PURPOSE: Cranioplasties are crucial for ensuring cerebral protection, restoring neurological function, and improving psychosocial well-being. However, currently available cranioplasty materials have significant drawbacks. Consequently, there is a clinical need for regenerative bone biomaterials that emulate tissue-specific extracellular matrix (ECM) properties and regulate progenitor cell fate. Nanoparticulate mineralized collagen glycosaminoglycan (MC-GAG) promotes in vitro osteogenic differentiation and in vivo skull regeneration without exogenous growth factors and ex-vivo progenitor cell seeding, offering a promising “materials-only” solution for osseous defect reconstructions. However, further refinement of the material is imperative to enhance safety and regenerative potential for clinical translation. A pertinent challenge during early bone healing is ensuring underlying structures’ protection while maintaining optimal intracranial pressure to support neurological function. In this work, we investigated how the regenerative capacity of MC-GAG may be influenced by its fixation and overlay with a clinically available resorbable poly(D,L-lactide) (PDLLA) implant intended for cerebral protection.

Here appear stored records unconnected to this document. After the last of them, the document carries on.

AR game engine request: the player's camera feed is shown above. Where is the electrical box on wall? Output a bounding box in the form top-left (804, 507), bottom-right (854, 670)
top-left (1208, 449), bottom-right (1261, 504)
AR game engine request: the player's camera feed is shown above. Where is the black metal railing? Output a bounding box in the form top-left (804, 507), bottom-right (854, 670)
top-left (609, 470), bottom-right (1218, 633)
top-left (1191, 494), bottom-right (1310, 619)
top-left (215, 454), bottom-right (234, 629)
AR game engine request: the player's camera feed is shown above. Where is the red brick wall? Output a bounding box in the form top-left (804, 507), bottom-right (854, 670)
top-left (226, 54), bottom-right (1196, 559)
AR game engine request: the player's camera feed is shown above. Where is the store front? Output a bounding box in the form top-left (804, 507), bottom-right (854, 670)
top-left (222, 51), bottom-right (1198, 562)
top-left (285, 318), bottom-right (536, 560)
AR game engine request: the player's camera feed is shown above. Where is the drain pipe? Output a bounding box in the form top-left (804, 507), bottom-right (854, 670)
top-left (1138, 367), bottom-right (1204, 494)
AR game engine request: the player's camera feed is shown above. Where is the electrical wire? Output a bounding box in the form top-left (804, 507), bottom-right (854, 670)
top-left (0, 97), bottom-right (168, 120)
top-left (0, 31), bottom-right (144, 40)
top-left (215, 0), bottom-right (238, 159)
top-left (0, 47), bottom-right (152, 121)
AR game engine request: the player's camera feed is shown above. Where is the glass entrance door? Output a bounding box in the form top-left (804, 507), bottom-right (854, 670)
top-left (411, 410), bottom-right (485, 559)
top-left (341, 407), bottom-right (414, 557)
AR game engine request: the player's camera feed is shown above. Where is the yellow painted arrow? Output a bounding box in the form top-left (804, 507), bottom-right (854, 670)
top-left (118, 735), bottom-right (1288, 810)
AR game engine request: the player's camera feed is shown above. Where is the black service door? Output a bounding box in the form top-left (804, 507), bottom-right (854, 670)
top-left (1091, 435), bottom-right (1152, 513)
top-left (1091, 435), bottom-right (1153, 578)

METHODS: A 14-mm full-thickness, extradural defect was created in each New Zealand white rabbit. Animals were divided into four groups: 1) defect without reconstruction, 2) defect with PDLLA implant, 3) MC-GAG scaffold only, and 4) MC-GAG with PDLLA implant. Initial bone healing assessment was conducted on explanted skulls at three months using microcomputed tomography (microCT) scanning, histology, and reference point indentation. For a comprehensive understanding of long-term effects, in vivo microCT imaging was performed at three, six, and nine months, with further examination of the biomechanical properties of explanted skulls at nine months.
RESULTS: At three months, the explanted skulls revealed that MC-GAG significantly enhanced mineralization compared to the defect and PDLLA only, with even greater mineralization observed for the MC-GAG-PDLLA combination scaffold. Histological analysis of the interface between the reconstruction and native bone indicated that MC-GAG promoted the development of an intricate network of trabecular mineralized content, whereas the untreated defect primarily featured fibrous, non-mineralized tissue. MC-GAG-PDLLA demonstrated enhanced structural organization more closely representative of nearby native bone. Biomechanical assessment of the treated skulls demonstrated enhanced toughness and resistance to microfracture of both MC-GAG alone and MC-GAG-PDLLA compared to the empty and PDLLA-treated defects, with significantly greater measures of stiffness for MC-GAG-PDLLA. While no difference in regenerated bone mass was detected by in vivo CT between the treatment groups after three months, MC-GAG-PDLLA exhibited the highest bone mass at six months, and both MC-GAG-containing scaffolds demonstrated enhanced bone regeneration compared to the empty and PDLLA-treated defects at nine months. By nine months, PDLLA implants were completely resorbed, and analyses of the mechanical properties of explanted skulls at nine months revealed that both strength and stiffness were greatest and most similar to the native bone for MC-GAG-PDLLA.
CONCLUSION: Together, these results demonstrate that reconstructing a cranial defect with an MC-GAG scaffold fixated with PDLLA implants significantly enhanced long-term mineralization and bone regeneration compared to a scaffold consisting of either MC-GAG or PDLLA alone.